That’s really two proclamations, as Rush sees it. The first is to go global, with artists from more than 20 countries represented in the opening exhibitions.

“We want to be part of the international dialogue, part of the discussion,” Rush said.

The second is to “build new dialogues across the centuries,” using the historical collection the Broad inherited from its predecessor, the Kresge Art Museum.

“In the future, you’re going to see historical objects from that collection interspersed with contemporary art,” Rush said. “This is tremendously exciting, because no other self-defined contemporary art museum can do this.”

The Broad’s opening exhibitions include two major themed exhibitions and several commissioned works.

‘In Search of Time’

Nov. 10-Feb. 10

If time is nature’s mechanism for keeping everything from happening at once, the Broad Museum has found the circuit breaker. “In Search of Time” juxtaposes artworks from the medieval period and the 19th, 20th and 21st centuries, drawing dead artists into a lively conversation.

“This exhibition gives voice to the longing artists have held for hundreds of years to express their relationship to time and memory,” Rush said. “This impossible urge has taken many forms in all media.”

“In Search of Time” takes up two galleries and features work from the Broad MSU collection, the Broad Foundation and other borrowed pieces.

‘Global Groove 1973/2012’

Nov. 10-Feb. 24

Nam June Paik’s seminal video from 1973, “Global Groove,” is a jumping-off point for an intense ride through current trends in international video art.

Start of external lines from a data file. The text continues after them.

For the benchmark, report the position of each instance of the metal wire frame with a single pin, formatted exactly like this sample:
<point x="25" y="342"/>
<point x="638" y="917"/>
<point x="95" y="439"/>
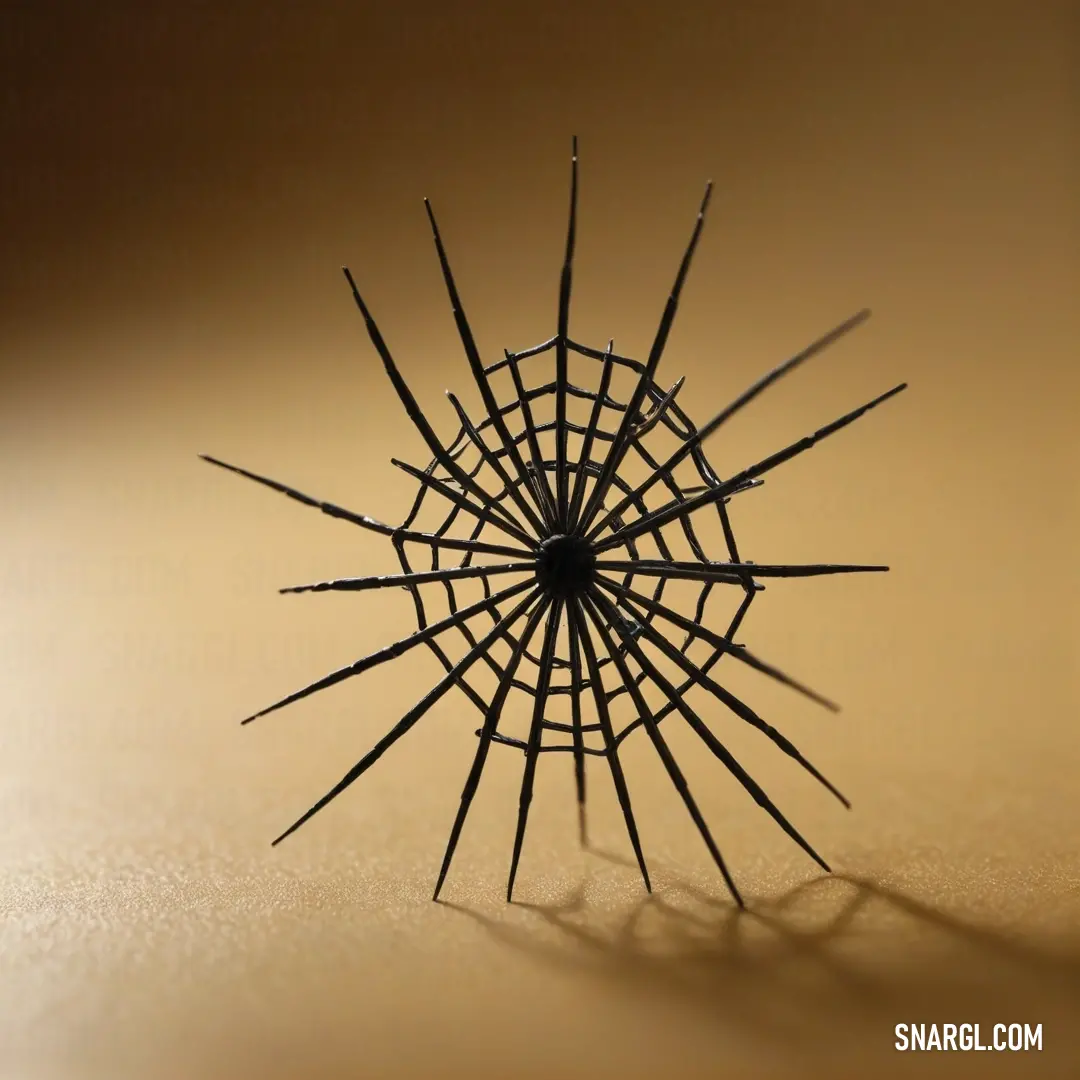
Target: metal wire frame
<point x="554" y="518"/>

A fast-paced barrage of images and sounds, “Global Groove” was Paik’s prophetic statement about the future ubiquity of the video image.

Commissioned artists

The Broad’s opening exhibitions include commissioned art from Marco Brambilla, Iñigo Manglanno-Ovalle, Marjetica Potrc, Nguyen Phuong Linh, Jochen Gerz and Chen Qiulin. 

British artist Sam Jury has six digital images and videos in the Broad Museum’s opening exhibitions, more than any artist.

“To me, she represents the contemporary artist who is at home bringing traditional landscape painting and performance into the digital world,” Rush said.

“She leaves a great deal of mystery in her works, a great deal of emptiness that we are encouraged to fill. They’re intensely beautiful and intensely mysterious. She pulls off quite a combination. And this is her first sizeable U.S. showing.”

There’s a lot of input in the Broad Museum’s opening exhibitions, but Chinese artist Chen Qiulin’s haunting “Floating” series will probably linger in many visitor’s memories.

“She’s created this installation of flowing bodies made of papier-mâché based on her experience with her family when the Three Gorges Dam was opened up in China and flooded everything,” Rush said. “You walk into the room, you see these eight or nine suspended bodies in all different kinds of positions, as if they’re floating through the water.”

The museum building itself collaborates actively with one of the commissioned artists, Chicago’s Iñigo Manglanno-Ovalle. “Red Factor” was created to respond to the largest gallery, on the sharply angled west side of the building. Taking full advantage of the dynamic room’s zooming upthrust, Manglanno-Ovalle placed an inverted Buckminster Fuller-esque geodesic dome near the ceiling, like a parachute. 

“He grapples with this issue of the place of architecture in modern society,” Rush said. “He translates the molecular components of a cloud into aluminum forms. He’s a genuine MacArthur genius kind of person.”